The beginning of Kraken Mare’s self-titled cassette begins with an al most Morse Code-like sound, which immediately reminded me of the opening sounds of This Heat’s 1979 self-titled album or the Peel Sessions rendition of their “Horizontal Hold”. Knowing how dark This Heat is, I shivered with excitement listening to the cassette, even though I knew it’s not gonna be similar to This Heat at all outside of this similar beginning.
Kraken Mare is named after the biggest lake on Titan, one of Saturn’s moon’s. The darkness and coldness of that place is reflected not only by the sounds on the cassette, two sprawling slabs of alien noise/drone filth, relentlessly cutting its way through the tape; but also by the abstract artwork kept in the toxic green color palette and song titles like “Methane Rain”. Side A’s “Night on Mayda Insula” conjures an image of a lonely research station on Titan, at the shore of Kraken Mare – a battered, sturdy complex of thick metal, looking more like concrete bunkers than the state-of-the-art space technology. Low frequency drone breaths slowly while electronics shimmer and sparkle, collecting and interchanging data about the dark body of liquid. The brooding drone seems to be calling from the lake, from a life-form still yet unknown to the Earth scientists. The track has a heavy atmosphere of mystery, becoming an abstract soundtrack to a non-existent sci-fi movie – while not being as thoroughly planned as Logan Seguin’s “concept” album SS-VNTRX-34000 - Original Film Soundtrack, it has a certain cinematic ambience to it.

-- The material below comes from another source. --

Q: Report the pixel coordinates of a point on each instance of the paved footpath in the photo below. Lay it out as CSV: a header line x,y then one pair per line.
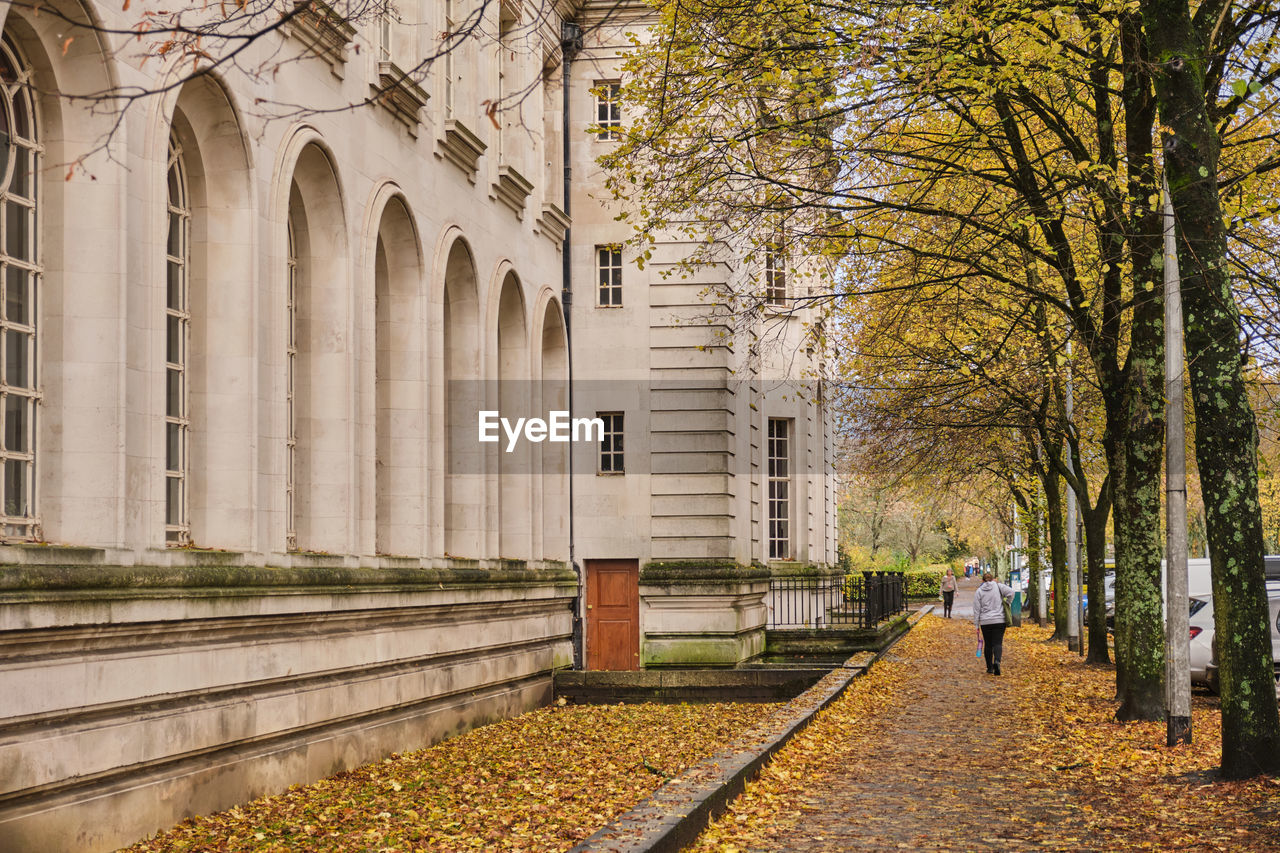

Side B’s “Methane Rain” begins with a quiet, ominous hum, like the heavy clouds of methane gathering on the horizon in the endless night of Titan. Gradually, the wall of caustic noise drowns out all the sounds and the echoed outer-space sine waves rise and fall, rising above the methane storm. The haunted, high-pitched pulsations interact with the harsh textures and what appears to be a bird chirp can he heard once in a while – like a bird in a cage brought from Earth to the research station on Titan to provide a relief from the dead surroundings and the metallic confinement of the station, now attacked by the acidic rainfall and violent wind. The wall of noise then dies out, leaving only a quiet hum from the beginning and creating a space full of echoed glitches and malfunctioning electronics, creating all sorts of squeals and washes of white noise. The track ends with the final blast of synthesizer abuse fury.
Kraken Mare is an interesting concept – continuing the dark, post-apoc imagery started with Den, Adam transforms the darkness into the synthesizer idiom, infecting the circuits with grime and sludge. No instrument is safe.